Ashina Shibobi (born 602, Old Turkic regnal name: 𐱅𐰇𐰠𐰾𐰴𐰍𐰣, Töles qaγan) — was a lesser khagan (or Qaghan equivalent to Emperor), who ruled the eastern wing of Eastern Turkic Khaganate.

Early life 
Ashina Shibobi was born to Shibi Qaghan. Shibobi created Nipu shad by Chuluo Qaghan and Tolis khagan by Illig Qaghan.

Career 
After the downfall of the Sui Dynasty, Ashina Shibobi joined his uncle, Illig Qaghan's raids against Tang. On the 12th of August 624, their armies clashed West of Binzhou. Taizong then went to Shibobi to seek a peace deal.

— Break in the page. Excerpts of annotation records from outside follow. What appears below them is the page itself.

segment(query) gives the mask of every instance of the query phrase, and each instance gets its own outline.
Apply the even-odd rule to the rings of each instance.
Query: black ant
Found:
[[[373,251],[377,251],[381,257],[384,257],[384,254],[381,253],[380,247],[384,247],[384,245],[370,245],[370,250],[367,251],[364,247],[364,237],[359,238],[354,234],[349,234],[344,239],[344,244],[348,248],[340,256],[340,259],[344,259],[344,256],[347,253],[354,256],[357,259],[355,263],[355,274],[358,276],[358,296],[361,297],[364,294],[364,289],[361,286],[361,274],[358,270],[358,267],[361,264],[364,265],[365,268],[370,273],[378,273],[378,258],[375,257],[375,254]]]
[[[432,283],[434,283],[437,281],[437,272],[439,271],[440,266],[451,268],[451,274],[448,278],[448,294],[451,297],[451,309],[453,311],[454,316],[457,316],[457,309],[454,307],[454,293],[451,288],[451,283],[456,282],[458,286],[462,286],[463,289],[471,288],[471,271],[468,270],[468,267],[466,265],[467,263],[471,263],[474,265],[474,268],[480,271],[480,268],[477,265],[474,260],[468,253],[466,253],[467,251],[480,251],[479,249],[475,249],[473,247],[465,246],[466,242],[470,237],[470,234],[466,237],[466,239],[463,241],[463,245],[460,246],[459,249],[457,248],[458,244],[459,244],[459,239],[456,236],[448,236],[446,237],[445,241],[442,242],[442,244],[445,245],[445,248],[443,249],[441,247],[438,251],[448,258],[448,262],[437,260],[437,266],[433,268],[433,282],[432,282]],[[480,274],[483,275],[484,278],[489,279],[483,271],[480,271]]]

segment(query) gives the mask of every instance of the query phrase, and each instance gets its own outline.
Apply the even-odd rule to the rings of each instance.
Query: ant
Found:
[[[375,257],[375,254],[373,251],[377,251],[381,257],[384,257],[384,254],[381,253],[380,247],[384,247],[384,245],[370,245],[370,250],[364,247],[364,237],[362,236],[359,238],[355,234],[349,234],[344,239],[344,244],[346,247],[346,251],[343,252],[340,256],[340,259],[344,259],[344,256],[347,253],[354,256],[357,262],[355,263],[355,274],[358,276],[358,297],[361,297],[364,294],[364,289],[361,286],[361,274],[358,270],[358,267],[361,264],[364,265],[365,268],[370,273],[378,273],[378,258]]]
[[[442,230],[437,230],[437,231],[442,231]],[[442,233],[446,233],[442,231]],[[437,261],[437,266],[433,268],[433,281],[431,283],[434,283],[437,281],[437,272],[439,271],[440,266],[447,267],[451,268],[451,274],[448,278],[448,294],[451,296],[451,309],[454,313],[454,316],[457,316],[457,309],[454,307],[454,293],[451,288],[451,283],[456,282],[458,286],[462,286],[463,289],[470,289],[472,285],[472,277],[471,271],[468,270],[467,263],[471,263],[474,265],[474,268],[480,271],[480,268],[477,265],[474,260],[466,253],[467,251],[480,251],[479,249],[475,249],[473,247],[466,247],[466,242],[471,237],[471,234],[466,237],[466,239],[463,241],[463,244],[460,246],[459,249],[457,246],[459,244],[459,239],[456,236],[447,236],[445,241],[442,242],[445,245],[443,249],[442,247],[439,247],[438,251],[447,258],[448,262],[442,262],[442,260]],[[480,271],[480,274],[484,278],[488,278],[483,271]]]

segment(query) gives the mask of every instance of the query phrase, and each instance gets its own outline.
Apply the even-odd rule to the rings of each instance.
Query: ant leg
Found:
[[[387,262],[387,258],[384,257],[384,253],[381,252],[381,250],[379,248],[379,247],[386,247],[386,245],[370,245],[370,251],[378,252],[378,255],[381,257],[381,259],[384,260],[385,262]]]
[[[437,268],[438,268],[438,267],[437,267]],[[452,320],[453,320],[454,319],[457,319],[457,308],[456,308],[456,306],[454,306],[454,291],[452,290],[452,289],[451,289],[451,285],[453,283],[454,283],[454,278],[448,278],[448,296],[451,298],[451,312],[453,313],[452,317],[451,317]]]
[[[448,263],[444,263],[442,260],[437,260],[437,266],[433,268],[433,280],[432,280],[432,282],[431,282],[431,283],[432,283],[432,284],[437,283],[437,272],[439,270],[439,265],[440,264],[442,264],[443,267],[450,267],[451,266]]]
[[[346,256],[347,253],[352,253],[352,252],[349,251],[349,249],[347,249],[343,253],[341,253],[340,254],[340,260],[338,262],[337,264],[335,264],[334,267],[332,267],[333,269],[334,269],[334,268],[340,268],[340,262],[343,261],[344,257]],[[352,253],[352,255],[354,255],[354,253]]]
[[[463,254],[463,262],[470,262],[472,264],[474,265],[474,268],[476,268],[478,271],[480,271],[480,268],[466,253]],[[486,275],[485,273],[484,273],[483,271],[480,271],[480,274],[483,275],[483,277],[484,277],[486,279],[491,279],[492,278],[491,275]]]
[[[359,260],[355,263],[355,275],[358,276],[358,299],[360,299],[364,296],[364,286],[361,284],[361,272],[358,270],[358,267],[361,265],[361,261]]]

In 628, Kumo Xi tribes rose in rebellion against Tujue. Shibobi was unsuccessful in defeating the rebels, which made the khagan angry. After Yukuk Shad was defeated by Huige chief Yaoluge Pusa, Shibobi was ordered to pursue and defeat Yaoluge Pusa, but in late April, he was defeated. Illig ordered him to be flogged and imprisoned for 10 days. Taizong used this opportunity to encourage Shibobi to flee to Tang.

On 21 April 628, Shibobi asked Taizong to help him fight Illig. In December of the following year, Shibobi fully submitted to Tang and was given 700 families as a reward to serves as general in the dynasty. He died on his way to Changan, near Bingzhou.

Family 
He married Princess Huainan (淮南公主), daughter of Emperor Yang of Sui.